Als Orfeos geliebte Eurydike war Anastasiya Taratorkina stimmlich und schauspielerisch so überzeugend, dass ich mir wünschte, Monteverdi hätte der Figur eine größere Gesangsrolle gegeben. Eurydikes Gesangspart ist viel kleiner als der von Orfeo. Taratorkina macht das Beste aus dieser Rolle, indem sie der Figur so viel emotionale Tiefe verleiht, wie es der Text nur zulässt, und so Orfeos überwältigenden Wunsch, sie zurückzubekommen, nachvollziehbar macht.

La Messaggiera (die Botin) von Štěpánka Pučálková bringt die tragische Nachricht von Eurydikes Tod, die Orfeos voreheliche Feierlichkeiten mit seinen Freunden unterbricht. Pučálkovás warmer Mezzosopran brachte Mitgefühl in eine kleine Rolle, die nüchtern wirken kann, wenn sie nicht mit der stimmlichen Ausdruckskraft vorgetragen wird, die sie ihr verleiht.
Die kurzen Auftritte der für die Entwicklung der Handlung wichtigen Figuren (La Speranza[die Hoffnung], gesungen vom Countertenor Eric Jurenas, Caronte, dargestellt vom Bass Bogdan Talos, Proserpina, gesungen von der Sopranistin Ute Selbig, und Plutone, gespielt vom Bass Tilmann Rönnebeck) wurden mit Engagement vorgetragen. Der Tenor Simeon Esper verkörperte einen mitfühlenden Apollo, der Orfeo nicht nur gottgleich in den Himmel erhob, sondern auch väterlich den Kummer seines Sohnes tröstete. Die kleinen Rollen wurden von Christiane Hossfeld (Ninfa), Justyna Ołów (1. Pastore), Aaron Pegram (2. Pastore und 1. Spirito), Joseph Dennis (3. Pastore und 2. Spirito) und Ilya Silchuk (4. Pastore und 3. Spirito) gesungen.

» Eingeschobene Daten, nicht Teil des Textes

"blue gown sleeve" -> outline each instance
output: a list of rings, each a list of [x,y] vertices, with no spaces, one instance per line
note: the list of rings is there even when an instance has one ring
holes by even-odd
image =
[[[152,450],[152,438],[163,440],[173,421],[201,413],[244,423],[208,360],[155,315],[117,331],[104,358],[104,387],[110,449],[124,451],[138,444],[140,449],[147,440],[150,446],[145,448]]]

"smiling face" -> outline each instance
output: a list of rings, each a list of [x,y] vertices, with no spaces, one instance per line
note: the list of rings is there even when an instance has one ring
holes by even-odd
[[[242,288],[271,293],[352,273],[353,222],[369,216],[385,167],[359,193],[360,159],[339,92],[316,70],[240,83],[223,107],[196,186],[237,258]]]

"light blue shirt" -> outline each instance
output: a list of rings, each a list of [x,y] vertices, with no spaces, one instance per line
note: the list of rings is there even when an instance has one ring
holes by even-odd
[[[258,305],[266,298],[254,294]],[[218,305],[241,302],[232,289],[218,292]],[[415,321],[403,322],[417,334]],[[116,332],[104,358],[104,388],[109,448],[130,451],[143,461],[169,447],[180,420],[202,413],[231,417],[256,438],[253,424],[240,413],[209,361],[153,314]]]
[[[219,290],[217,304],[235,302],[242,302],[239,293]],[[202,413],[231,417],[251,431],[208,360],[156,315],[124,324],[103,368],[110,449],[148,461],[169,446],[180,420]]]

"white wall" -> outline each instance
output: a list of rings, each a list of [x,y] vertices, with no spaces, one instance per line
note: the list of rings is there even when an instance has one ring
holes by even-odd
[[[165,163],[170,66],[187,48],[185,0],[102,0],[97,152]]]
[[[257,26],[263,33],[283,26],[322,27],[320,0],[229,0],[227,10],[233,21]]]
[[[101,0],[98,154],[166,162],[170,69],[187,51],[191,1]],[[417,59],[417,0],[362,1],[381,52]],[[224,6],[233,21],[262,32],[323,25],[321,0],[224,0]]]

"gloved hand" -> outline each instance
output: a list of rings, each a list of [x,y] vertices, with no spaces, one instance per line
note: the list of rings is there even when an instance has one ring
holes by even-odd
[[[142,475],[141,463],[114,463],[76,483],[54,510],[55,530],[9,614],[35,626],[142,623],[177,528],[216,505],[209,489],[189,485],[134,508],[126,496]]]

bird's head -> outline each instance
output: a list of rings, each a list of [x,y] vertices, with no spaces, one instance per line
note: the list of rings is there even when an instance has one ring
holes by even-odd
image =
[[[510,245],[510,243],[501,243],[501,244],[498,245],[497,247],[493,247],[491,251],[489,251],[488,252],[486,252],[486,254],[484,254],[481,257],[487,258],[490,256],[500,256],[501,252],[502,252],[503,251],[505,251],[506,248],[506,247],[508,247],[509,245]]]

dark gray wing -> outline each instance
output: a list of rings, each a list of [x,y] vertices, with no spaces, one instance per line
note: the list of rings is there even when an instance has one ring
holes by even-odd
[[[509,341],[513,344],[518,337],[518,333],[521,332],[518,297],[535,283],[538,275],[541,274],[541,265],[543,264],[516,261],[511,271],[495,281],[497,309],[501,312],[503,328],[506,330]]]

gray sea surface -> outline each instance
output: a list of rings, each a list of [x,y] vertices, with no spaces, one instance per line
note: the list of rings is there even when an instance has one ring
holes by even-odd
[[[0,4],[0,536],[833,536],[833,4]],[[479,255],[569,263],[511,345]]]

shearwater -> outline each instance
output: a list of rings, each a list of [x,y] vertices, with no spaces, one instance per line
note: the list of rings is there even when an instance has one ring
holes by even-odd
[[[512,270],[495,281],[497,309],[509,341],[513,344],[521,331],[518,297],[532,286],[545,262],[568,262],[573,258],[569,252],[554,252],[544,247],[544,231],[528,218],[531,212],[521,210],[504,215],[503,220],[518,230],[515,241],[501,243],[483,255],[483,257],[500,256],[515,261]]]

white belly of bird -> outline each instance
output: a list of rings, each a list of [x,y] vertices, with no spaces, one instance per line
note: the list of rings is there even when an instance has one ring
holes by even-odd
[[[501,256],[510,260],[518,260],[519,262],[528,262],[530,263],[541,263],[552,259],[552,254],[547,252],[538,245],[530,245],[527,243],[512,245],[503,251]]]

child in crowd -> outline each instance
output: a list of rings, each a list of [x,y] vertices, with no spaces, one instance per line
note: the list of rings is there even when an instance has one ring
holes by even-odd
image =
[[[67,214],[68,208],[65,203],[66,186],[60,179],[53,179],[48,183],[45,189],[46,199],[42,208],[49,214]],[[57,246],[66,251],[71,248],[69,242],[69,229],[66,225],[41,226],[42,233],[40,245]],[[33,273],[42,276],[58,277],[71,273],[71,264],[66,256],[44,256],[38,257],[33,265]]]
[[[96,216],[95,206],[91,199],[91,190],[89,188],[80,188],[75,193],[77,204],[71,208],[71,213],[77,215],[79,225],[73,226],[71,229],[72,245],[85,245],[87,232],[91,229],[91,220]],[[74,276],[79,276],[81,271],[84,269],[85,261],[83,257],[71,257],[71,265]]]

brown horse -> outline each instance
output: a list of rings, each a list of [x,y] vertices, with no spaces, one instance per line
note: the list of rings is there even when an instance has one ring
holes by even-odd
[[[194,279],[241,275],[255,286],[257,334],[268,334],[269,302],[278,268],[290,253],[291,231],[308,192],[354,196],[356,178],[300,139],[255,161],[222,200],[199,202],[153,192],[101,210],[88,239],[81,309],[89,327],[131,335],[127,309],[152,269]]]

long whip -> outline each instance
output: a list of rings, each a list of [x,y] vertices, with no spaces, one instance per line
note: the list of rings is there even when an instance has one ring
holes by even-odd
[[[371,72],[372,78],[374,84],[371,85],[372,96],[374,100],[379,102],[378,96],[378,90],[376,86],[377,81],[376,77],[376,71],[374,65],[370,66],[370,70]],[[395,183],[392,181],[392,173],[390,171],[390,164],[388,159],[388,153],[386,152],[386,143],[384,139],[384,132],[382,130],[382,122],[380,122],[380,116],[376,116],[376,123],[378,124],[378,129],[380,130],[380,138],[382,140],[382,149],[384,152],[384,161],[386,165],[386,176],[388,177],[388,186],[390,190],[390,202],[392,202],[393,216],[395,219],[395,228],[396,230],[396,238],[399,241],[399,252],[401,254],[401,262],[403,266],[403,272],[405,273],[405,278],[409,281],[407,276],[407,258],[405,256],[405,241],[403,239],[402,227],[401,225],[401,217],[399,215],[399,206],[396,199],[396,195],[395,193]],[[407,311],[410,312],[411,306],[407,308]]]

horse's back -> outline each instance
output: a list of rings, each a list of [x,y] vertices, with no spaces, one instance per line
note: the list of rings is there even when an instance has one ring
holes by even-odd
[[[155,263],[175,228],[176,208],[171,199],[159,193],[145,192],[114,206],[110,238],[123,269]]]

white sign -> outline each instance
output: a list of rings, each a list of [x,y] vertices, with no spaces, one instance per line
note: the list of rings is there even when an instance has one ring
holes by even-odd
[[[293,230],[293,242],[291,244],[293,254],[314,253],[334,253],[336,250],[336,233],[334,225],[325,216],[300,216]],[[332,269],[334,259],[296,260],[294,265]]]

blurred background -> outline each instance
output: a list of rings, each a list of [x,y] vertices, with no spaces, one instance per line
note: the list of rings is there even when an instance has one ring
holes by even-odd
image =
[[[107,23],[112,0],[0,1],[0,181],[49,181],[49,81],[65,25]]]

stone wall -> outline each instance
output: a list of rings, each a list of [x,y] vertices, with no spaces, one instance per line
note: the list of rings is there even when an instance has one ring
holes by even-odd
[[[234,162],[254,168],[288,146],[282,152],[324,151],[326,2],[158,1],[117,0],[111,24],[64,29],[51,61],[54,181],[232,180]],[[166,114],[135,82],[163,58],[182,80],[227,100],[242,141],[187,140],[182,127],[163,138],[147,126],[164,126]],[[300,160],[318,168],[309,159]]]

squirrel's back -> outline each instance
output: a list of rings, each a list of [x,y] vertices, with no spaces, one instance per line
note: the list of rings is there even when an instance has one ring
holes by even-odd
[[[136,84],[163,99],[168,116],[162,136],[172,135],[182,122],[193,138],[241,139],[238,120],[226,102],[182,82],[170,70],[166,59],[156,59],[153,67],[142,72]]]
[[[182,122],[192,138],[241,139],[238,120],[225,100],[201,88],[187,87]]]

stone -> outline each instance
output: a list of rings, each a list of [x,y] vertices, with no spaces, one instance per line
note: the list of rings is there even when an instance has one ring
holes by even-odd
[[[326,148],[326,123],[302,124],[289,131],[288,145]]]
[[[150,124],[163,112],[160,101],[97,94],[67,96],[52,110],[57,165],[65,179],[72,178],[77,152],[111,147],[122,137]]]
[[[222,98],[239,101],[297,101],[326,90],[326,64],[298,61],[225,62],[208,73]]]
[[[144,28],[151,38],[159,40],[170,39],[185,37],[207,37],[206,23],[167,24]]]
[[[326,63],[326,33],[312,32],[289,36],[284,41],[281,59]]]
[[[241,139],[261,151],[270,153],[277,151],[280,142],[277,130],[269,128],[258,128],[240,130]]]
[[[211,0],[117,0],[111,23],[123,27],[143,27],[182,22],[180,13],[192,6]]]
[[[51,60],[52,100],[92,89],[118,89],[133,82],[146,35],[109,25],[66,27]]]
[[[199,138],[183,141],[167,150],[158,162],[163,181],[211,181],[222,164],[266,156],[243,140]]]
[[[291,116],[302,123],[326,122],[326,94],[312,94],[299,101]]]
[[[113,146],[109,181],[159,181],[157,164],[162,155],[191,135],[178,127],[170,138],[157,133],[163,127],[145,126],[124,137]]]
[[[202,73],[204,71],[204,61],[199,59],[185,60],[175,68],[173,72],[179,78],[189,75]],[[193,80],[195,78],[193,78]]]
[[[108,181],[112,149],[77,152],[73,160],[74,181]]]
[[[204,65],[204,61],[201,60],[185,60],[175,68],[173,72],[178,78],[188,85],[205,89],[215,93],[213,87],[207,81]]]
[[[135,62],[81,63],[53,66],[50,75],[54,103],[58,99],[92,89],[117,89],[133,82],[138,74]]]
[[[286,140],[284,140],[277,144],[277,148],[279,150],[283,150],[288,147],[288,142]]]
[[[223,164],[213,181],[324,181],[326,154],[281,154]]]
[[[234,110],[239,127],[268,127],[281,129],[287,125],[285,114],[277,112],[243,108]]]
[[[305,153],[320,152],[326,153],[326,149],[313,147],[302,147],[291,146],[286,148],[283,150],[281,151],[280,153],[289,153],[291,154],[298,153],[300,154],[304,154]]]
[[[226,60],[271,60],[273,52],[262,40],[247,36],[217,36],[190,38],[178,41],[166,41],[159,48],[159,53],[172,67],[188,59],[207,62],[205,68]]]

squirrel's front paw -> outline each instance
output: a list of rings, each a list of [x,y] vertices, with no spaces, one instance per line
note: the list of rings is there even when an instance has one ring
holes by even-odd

Unter der musikalischen Leitung von Wolfgang Katschner spielte das historische Instrumentenensemble die Lautten Compagney Berlin mit Leidenschaft und einem erfrischenden Improvisationsgeist. Obwohl klassische Themen in der Renaissance und im Barock oft christianisiert wurden, war die Entscheidung, L’Orfeo mit dem Eingangschor aus der Marienvesper (Vespro della Beata Virgine) zu beschließen, unglücklich, weil sie dem Publikum die Möglichkeit nahm, den Schluss in Monteverdis gedruckter Partitur zu hören. Die Parallele zwischen dem Gottvater (Apollo), der seinen Sohn (Orfeo) in den Himmel hebt, und dem Christentum liegt auf der Hand und erfordert nicht die Einfügung liturgischer Musik, um diesen Punkt zu verdeutlichen.
- Rezension von Dr. Daniel Floyd / Red. DAS OPERNMAGAZIN
- Semperoper / Stückeseite
- Titelfoto: Rolando Villazón (Orfeo), Ensemble, Sächsischer Staatsopernchor Dresden © Semperoper Dresden/Ludwig Olah
Ich hatte 2023 die wenigen Aufführungen von l’Orfeo leider verpasst. Ist diese Oper seitdem nicht mehr auf dem Spielplan gewesen? Was ist für 2025 zu hoffen?